In 2017, for example, the government put the total homeless population at 550,996. That same year, school districts across the country, using a broader definition, reported 1.35 million homeless students, according to the most recent data from the National Center for Education Statistics. That number, it bears emphasizing, is just a count of homeless students — not their parents or other family members, and not the rest of the homeless population.

The narrow federal definition is sometimes justified as focused on those most in need of help, those who can’t even borrow a safe place to sleep. But the government’s approach also amounts to taking a snapshot of a movie. The number of people who are homeless during the course of a year is significantly larger than the number on any given night.

The counting process also is less precise than might be implied by the resulting federal report that put the number of homeless Americans at exactly 567,715. Cities generally rely on volunteers, and larger cities often sample rather than attempt a comprehensive count. New York, for example, divides the city into 7,000 zones and then actually tries to count the number of homeless people in 1,500 of those zones. Advocacy groups have highlighted long lists of blind spots, including people who are in hospitals on the night of the count and therefore not tallied.

In recent years, New York has paid people to pretend to be homeless, to check the accuracy of its survey teams. There’s good reason to worry: A 2008 study that tested the technique found that the counters missed 29% of the “homeless” actors. But most cities don’t impose similar quality controls and submit what amounts to an estimate.

It’s not uncommon — and, under the circumstances, hardly surprising — for jurisdictions to report annual swings of as much as 50% in the number of people reportedly living without shelter. These swings are almost certainly incorrect.

The government knows all this. A report issued by the Government Accountability Office in July 2020 concluded the counts “did not provide a reliably precise estimate of the homeless population.”

The reliance on bad data makes it harder to justify necessary funding to help the homeless and allocate it correctly. Inaccurate counts also mean that communities are simply aiming at the wrong targets. The Obama and Trump administrations pushed to eliminate chronic homelessness among veterans; many cities met the specified goals only to find that they hadn’t solved the problem, because of chronic undercounting.

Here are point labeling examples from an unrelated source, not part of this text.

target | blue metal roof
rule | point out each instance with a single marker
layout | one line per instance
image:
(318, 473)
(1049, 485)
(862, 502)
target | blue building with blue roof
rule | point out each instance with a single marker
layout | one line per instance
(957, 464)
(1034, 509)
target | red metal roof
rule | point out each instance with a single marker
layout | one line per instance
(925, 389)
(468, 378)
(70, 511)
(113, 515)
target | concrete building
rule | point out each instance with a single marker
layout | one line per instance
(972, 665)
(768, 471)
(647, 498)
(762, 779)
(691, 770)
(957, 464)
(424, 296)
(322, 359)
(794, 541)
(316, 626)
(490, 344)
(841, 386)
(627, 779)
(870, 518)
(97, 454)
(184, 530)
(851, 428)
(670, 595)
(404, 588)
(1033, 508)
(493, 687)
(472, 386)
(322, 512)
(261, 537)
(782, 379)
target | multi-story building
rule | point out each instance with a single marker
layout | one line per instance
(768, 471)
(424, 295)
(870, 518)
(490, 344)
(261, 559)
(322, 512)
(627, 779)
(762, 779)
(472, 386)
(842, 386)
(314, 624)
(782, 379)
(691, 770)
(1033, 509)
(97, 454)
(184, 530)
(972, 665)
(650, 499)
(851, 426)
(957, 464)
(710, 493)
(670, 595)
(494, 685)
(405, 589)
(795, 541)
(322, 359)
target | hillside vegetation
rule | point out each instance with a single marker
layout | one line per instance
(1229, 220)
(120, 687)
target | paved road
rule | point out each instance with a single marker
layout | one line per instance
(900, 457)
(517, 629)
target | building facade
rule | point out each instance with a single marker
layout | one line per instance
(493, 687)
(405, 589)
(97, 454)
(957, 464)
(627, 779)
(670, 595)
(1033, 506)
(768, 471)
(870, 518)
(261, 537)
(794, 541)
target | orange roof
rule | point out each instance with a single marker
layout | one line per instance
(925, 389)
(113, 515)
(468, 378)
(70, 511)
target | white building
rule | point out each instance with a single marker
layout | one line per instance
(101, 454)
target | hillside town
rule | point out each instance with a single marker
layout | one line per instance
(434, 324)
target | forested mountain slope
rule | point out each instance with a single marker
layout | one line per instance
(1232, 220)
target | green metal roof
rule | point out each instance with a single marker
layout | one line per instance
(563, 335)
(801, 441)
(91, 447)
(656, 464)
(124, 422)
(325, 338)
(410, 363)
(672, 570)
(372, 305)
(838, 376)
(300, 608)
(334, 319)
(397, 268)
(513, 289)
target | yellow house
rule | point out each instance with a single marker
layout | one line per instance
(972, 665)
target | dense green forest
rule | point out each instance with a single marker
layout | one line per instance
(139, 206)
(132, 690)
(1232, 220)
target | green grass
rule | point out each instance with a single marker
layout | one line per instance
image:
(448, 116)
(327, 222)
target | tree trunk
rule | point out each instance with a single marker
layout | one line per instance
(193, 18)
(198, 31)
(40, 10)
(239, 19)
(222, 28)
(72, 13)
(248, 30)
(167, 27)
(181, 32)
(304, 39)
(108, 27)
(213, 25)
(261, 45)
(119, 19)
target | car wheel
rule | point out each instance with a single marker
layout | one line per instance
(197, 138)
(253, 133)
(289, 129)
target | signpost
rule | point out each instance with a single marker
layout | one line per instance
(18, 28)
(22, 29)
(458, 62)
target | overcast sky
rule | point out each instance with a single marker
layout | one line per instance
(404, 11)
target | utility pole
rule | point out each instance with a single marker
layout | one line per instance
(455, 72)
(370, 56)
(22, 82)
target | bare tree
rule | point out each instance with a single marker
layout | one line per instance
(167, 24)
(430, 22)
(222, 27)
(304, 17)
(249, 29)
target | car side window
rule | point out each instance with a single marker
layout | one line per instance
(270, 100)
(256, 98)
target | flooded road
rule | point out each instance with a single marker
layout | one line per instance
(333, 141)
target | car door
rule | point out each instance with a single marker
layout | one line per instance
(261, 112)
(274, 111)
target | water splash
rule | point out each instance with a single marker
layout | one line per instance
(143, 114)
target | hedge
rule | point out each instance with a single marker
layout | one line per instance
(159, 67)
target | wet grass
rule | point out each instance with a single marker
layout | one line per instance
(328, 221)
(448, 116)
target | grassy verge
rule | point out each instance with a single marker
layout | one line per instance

The approach of tracking homeless people by name is backed by Community Solutions, a New York nonprofit that has persuaded 83 communities across the country to use its software and to accept its assistance, including Washington, Jacksonville, Florida, and Riverside County, California. Many of those communities are focused for now on their populations of homeless veterans, but the same methods serve for other populations, too.

Community Solutions also offers a useful definition of what it means to eliminate homelessness. It aims to reduce homelessness to “functional zero,” meaning that the number of people experiencing homelessness is smaller than the number that are successfully placed in housing in the average month.

Better data allows cities to make better use of existing resources. One striking measure is that 93% of the reduction in homelessness in cities that have adopted the Community Solutions approach has been achieved without new spending on housing. In Chattanooga, Tennessee, the data showed that people placed in subsidized housing were returning to homelessness at a relatively high rate; the city focused resources on retention.

It also helps to justify additional resources. After Montgomery County, Maryland, joined the program, county officials agreed to fund more housing for the homeless on the basis of the data.

In the cities where homelessness is concentrated, like New York and Los Angeles, the sheer scale of the crisis makes it difficult to focus on the individual cases. But in the words of Rosanne Haggerty, the founder of Community Solutions, “Homelessness is an inadequate description of a million different housing crises.” The problems are individual, and until the government knows how many people need help, it’s impossible to know how far America’s communities still have to go.